Bishme’s obsessive focus (or call it passion) brings the built, bespectacled, frequently smiling young man more success all the time. Earlier this year, gorgeous singer and actress Jill Scott rocked the Grammys in a black bodyconscious dress he’d designed for her.
“I made the dress she wore while performing during the Stevie Wonder tribute,” Bishme says. “A black cocktail, knee-length dress with sleeves to the floor. It took
her waist in and made a great shape. The U-neck showed just enough cleavage. Whenever Jill’s stylist hits me up, he always asks, ‘What do you have in mind?'”
Lucky for Bishme, he’s got plenty of ideas to spare. His spring 2016 line toured Philly Fashion Week last month. “It’s really girlie-pink and gray-which I don’t usually do,” he says. And will premier his fall 2016 line (“it has a dark, moody vibe”) at an Oct. 24 fashion show benefitting Maryland Art Place, where his studio space is located.
In between sketching and sewing, the designer says he has always made likeminded contacts who support his talent and dreams-despite occasional setbacks. Rejection from the Fashion Institute of Technology years ago only made him work harder.

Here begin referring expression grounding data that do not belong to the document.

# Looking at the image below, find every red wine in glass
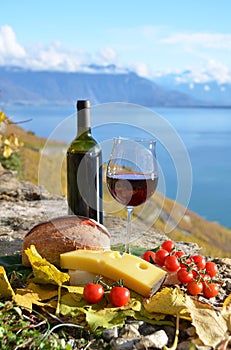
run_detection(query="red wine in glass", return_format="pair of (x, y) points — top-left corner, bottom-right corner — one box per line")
(106, 138), (158, 253)
(106, 173), (158, 207)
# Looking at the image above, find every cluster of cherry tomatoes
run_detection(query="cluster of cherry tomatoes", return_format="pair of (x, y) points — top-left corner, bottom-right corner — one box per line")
(83, 282), (130, 307)
(141, 239), (220, 299)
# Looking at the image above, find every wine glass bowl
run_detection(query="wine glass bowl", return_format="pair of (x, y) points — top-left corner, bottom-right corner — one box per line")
(106, 138), (158, 253)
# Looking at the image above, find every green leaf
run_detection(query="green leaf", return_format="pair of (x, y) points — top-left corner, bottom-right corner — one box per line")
(86, 308), (127, 330)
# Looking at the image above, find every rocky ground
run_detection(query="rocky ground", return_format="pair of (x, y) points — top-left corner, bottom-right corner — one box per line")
(0, 166), (230, 349)
(0, 165), (201, 256)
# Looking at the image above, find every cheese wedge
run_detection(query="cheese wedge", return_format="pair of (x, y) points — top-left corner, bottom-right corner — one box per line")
(60, 250), (166, 297)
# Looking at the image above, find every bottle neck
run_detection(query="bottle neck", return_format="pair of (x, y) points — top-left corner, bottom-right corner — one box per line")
(77, 107), (91, 137)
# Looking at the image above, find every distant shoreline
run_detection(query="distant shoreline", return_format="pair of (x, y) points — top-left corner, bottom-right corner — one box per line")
(2, 101), (231, 109)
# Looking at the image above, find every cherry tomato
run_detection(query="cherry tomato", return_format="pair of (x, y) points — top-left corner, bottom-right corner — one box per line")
(83, 283), (104, 304)
(141, 251), (155, 264)
(191, 255), (206, 270)
(161, 240), (175, 252)
(187, 280), (203, 295)
(174, 251), (185, 259)
(203, 282), (219, 299)
(164, 255), (180, 272)
(177, 267), (194, 284)
(154, 249), (169, 266)
(205, 261), (218, 277)
(110, 286), (130, 307)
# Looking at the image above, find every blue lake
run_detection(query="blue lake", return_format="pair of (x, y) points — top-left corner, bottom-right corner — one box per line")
(3, 103), (231, 229)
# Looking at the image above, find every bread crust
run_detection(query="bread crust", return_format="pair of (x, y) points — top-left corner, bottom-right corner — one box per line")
(22, 216), (110, 267)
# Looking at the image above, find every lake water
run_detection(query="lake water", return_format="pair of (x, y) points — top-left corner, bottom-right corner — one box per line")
(3, 103), (231, 229)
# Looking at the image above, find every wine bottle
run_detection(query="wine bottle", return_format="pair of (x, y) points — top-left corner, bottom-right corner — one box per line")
(66, 100), (103, 223)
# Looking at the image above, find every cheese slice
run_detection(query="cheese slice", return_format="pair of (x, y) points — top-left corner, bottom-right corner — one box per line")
(60, 250), (166, 297)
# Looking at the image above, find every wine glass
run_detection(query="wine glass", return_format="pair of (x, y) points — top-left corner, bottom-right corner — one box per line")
(106, 137), (158, 253)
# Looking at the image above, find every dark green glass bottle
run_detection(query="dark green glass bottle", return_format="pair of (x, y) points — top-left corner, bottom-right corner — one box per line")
(66, 100), (103, 223)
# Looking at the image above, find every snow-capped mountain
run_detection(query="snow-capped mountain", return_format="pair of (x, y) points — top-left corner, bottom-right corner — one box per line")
(153, 70), (231, 106)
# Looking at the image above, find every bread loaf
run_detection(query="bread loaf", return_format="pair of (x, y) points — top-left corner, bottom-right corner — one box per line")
(22, 216), (110, 267)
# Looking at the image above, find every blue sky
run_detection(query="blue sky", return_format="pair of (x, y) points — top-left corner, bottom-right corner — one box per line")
(1, 0), (231, 82)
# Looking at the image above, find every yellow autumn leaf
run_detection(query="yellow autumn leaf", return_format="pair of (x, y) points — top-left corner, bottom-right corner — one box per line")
(27, 282), (58, 300)
(14, 283), (59, 311)
(25, 245), (69, 286)
(221, 293), (231, 331)
(185, 295), (228, 348)
(14, 289), (39, 312)
(143, 287), (190, 319)
(62, 285), (84, 293)
(222, 292), (231, 309)
(0, 266), (15, 299)
(0, 111), (6, 123)
(62, 285), (84, 296)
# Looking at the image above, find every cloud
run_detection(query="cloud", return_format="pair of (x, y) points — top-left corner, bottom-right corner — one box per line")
(129, 62), (152, 78)
(0, 25), (125, 74)
(0, 25), (119, 72)
(0, 25), (26, 64)
(96, 47), (118, 64)
(0, 25), (231, 84)
(161, 32), (231, 50)
(25, 42), (90, 71)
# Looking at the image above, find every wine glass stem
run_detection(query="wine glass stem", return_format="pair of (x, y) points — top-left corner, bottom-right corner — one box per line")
(125, 206), (133, 254)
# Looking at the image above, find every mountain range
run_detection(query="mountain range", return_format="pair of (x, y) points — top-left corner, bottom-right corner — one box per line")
(0, 65), (230, 107)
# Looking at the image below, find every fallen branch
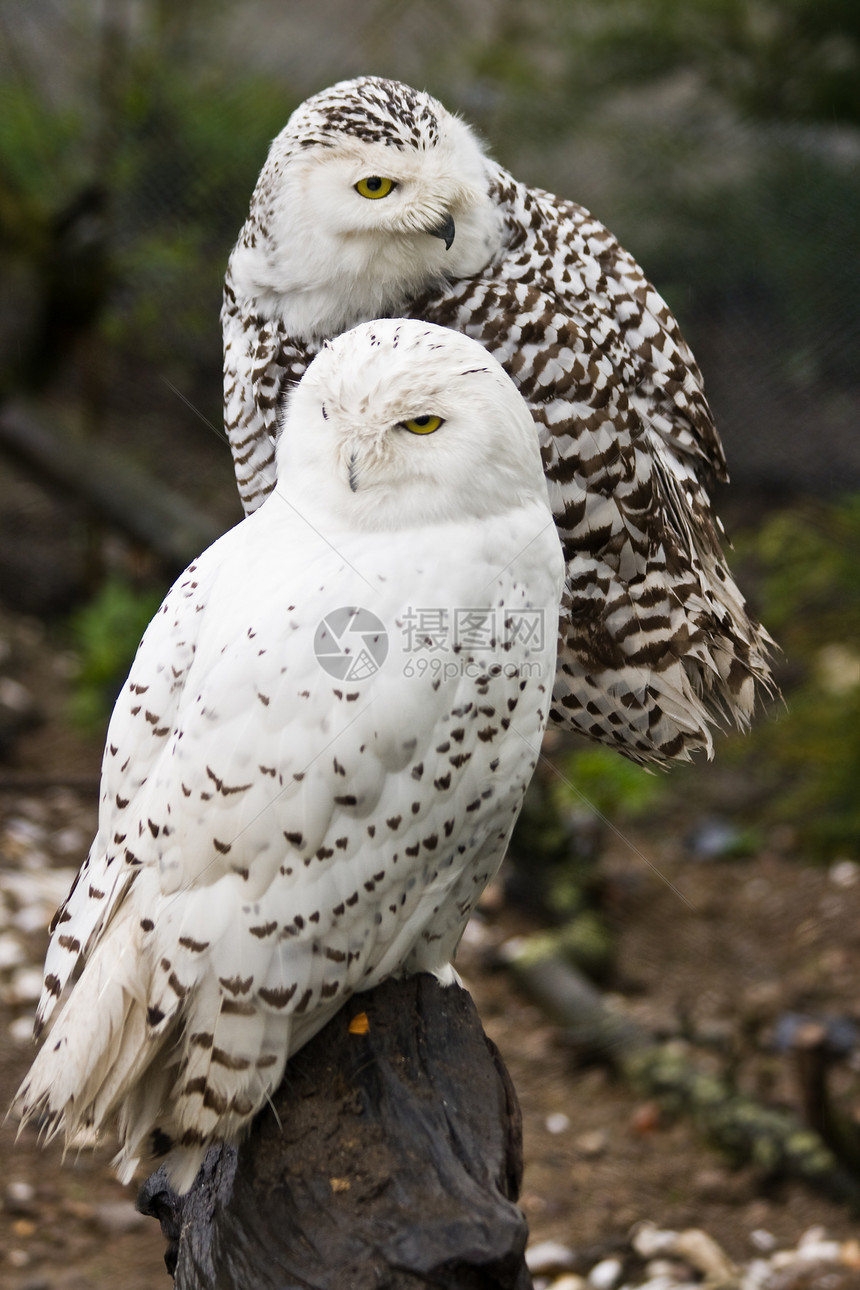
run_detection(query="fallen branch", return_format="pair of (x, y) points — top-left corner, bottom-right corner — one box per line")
(502, 935), (860, 1208)
(0, 401), (225, 569)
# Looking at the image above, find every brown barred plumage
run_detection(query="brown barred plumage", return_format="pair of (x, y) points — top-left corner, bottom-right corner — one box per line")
(222, 76), (774, 764)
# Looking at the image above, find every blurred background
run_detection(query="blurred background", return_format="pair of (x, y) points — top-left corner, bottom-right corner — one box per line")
(1, 0), (857, 856)
(0, 3), (859, 1281)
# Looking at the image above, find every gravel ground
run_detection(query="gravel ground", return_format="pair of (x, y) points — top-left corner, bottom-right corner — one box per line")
(1, 605), (859, 1288)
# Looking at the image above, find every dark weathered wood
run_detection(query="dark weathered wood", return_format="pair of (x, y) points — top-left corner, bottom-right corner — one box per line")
(139, 975), (533, 1289)
(0, 402), (224, 569)
(790, 1019), (860, 1180)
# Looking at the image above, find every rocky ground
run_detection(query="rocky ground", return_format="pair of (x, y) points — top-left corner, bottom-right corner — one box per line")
(1, 604), (859, 1289)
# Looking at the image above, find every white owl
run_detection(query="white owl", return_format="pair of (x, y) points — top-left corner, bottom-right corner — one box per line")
(223, 75), (773, 766)
(15, 320), (563, 1193)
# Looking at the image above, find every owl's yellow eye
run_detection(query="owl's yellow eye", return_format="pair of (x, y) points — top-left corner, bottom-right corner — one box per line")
(355, 176), (396, 200)
(400, 415), (444, 435)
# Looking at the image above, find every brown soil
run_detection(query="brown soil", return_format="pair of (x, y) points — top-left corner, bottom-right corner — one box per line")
(1, 603), (859, 1287)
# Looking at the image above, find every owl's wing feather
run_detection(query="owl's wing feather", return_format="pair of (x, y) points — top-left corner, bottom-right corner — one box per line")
(407, 180), (771, 761)
(498, 177), (728, 483)
(222, 271), (314, 514)
(35, 540), (239, 1036)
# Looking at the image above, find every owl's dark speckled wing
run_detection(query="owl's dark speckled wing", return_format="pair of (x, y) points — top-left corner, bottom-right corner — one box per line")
(221, 79), (773, 765)
(410, 171), (770, 761)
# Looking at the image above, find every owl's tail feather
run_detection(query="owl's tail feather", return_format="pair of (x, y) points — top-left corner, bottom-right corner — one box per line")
(127, 990), (354, 1195)
(116, 985), (296, 1195)
(16, 913), (366, 1194)
(13, 904), (175, 1155)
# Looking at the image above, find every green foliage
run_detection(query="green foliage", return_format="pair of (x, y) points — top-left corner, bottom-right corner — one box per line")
(451, 3), (860, 391)
(629, 145), (860, 388)
(515, 748), (663, 946)
(554, 910), (617, 982)
(726, 497), (860, 857)
(450, 0), (860, 169)
(556, 0), (860, 128)
(0, 18), (295, 402)
(0, 82), (87, 216)
(509, 912), (617, 982)
(509, 750), (659, 962)
(101, 69), (294, 381)
(4, 3), (855, 414)
(67, 579), (164, 734)
(557, 747), (666, 822)
(754, 497), (860, 640)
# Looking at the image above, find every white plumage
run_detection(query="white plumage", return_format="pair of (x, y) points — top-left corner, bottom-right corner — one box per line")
(15, 320), (563, 1192)
(223, 75), (774, 765)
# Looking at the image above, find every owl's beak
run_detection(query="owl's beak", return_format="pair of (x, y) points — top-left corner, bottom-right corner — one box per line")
(427, 213), (455, 250)
(348, 451), (359, 493)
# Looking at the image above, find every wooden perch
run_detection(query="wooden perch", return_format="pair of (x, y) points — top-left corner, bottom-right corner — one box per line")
(789, 1020), (860, 1179)
(0, 401), (224, 568)
(138, 974), (533, 1289)
(502, 935), (860, 1207)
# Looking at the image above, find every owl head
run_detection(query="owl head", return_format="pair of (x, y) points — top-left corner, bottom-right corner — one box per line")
(227, 77), (502, 341)
(275, 319), (546, 531)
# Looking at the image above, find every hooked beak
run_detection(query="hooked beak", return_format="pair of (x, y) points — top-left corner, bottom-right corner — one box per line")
(427, 213), (455, 251)
(348, 451), (359, 493)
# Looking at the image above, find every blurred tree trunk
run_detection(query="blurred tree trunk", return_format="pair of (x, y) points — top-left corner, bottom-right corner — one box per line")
(0, 403), (222, 570)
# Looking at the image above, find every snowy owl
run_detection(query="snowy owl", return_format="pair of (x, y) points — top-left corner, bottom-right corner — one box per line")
(223, 75), (773, 766)
(15, 319), (564, 1193)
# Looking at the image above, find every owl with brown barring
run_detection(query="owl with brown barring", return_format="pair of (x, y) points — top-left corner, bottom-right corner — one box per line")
(223, 75), (773, 766)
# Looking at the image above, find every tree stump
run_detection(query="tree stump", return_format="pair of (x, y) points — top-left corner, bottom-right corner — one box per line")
(138, 974), (533, 1289)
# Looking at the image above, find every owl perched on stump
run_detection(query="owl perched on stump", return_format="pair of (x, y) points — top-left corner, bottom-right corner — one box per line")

“My mom said I could either dwell on it or try to make a path,” he says. “From there I just kept working and networking.”
This summer, he flew to L.A. for Black Entertainment Television’s “Experience” party as part of the network’s annual awards show. Not only was Bishme tapped to appear on camera in a BET Spotlight documentary short, he got to outfit former “America’s Next Top Model” Eva Marcille in the purple crop top, which she wore to network owner Deborah Lee’s house party. (His work has also been featured by “Vogue Italia” and on the cover of “Elle Vietnam.”)
At the moment, Bishme finds himself commuting quite a lot between Baltimore and Los Angeles, but he hopes to retain a long-lasting base in his hometown.
“It’s hard to be inspired by someone who’s not working where you’re from,” says the designer, who counts his mom as one of his biggest inspirations.
“My mom dresses like a tomboy-she wears scrubs to work. When I have my first fashion show in New York, she wants me to make her a gown she can walk in. It won’t be hard, I work with different people all the time!”
So what’s the common denominator?
“I love women who are very sure of themselves-that’s who I design for,” Bishme says. “They have confidence through the roof. That’s the sexiest thing a person can have.” .. Up-and-coming fashion designer Bishme Cromartie sketches with a “smart and sexy” female character in mind-and he’s been doing it every single day since he was a kid.